An oft-quoted Chesterton insight is that it is unwise to pull down a fence which seems obstructive before establishing why it was put there in the first place. Gary Furnell, the Australian Chesterton Society’s Secretary-Treasurer and a frequent contributor to various journals such as Quadrant and News Weekly, explores the prevailing view of time that lies behind the secular attitude to reform.
This is an edited version of an article first published in News Weekly (January 22, 2024), edited by Peter Kelleher, and is reprinted with his kind permission.
There exists in such a case a certain institution or law; let us say, for the sake of simplicity, a fence or gate erected across a road. The more modern type of reformer goes gaily up to it and says, “I don’t see the use of this; let us clear it away.” To which the more intelligent type of reformer will do well to answer: “If you don’t see the use of it, I certainly won’t let you clear it away. Go away and think. Then, when you can come back and tell me that you do see the use of it, I may allow you to destroy it.
G.K. Chesterton, “The Drift from Domesticity,” The Thing, 1929
Time is part of man’s intangible environment. Our attitude to time and its passing is in large measure determined by what we believe.
The Judeo-Christian faith posits a good creator sustaining everything in love, including each human being, and the creator’s provisions embody this goodness. Time can be seen as a gift that allows our lives.
A secular person is likely to view time with ambivalence. The passing of time, and the end of life in death, can be seen to subject all hopes, passions and achievements to change and decay. And, as the secular dogma maintains, there’s no beneficent, unchanging, knowable God to redeem anyone’s life and attainments from futility and nothingness.

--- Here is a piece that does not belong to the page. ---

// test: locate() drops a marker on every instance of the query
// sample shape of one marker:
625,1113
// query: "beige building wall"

This secular faith is in large part responsible for the void of meaning, purpose and significance that is draining our civilisation of much of its energy, good sense, well-being and confidence.
Although secularism has come to refer to an ideology that scoffs at transcendent spirituality, Chesterton noted that the Latin-derived word ‘secular’ doesn’t mean irreligious or worldly, but ‘dated’ or ‘of the age’.
A focus on the present, ignoring the distant past or distant future
It’s the present together with the recent past and near future—indifferent to any eternity—that is often the primary focus of secular people. They will be hesitant about embracing too much of the distant past—an embarrassing admixture of cruelty and inadequate goodness—or the distant future that, apart from culminating in death, is uncertain and therefore fuels anxiety as much as hope.
Pope Francis, in his book Happiness in this Life, said the present-focussed life is provisional:
The culture of provisionality does not increase our liberty, but deprives us of our true destiny, of truer and more authentic goals. It is a life in pieces. It is sad to reach a certain age, look at the path we have taken and find that it has been made of different pieces, without unity, without finality; entirely provisional …
Man is a finite creature dependent on time’s succession. We don’t know anything fully or immediately. What we may know among the many mysteries of life, we learn gradually.
There’s no such thing as Instant Knowledge in a therapeutic, mystical, pharmaceutical or philosophical form. Reflection on one’s experience, good teaching, humility and persistence in the search for knowledge over decades is required.
The fact that knowledge is acquired slowly means that hasty decisions are rarely good decisions. Time advises us – Despite the pressure of events, wait and watch, test and discern before any decision so that the best path is chosen, even if the delay means that some people continue a little longer in their distress.
Of course, the pressure to act is immense if lives are at risk. But even in crises, it’s best to take time to ask hard questions, to examine, to sift the evidence. Ill-considered action may make the situation worse; it may harm the innocent and empower the selfish; it may result in greater suffering or lost lives at a later stage. Time must be allowed to do its illuminating, differentiating work.
In public life, impatience is not a minor fault; it is a major folly. Impatience is a fatal characteristic of nearly all activists. We hear them shout: We want action NOW!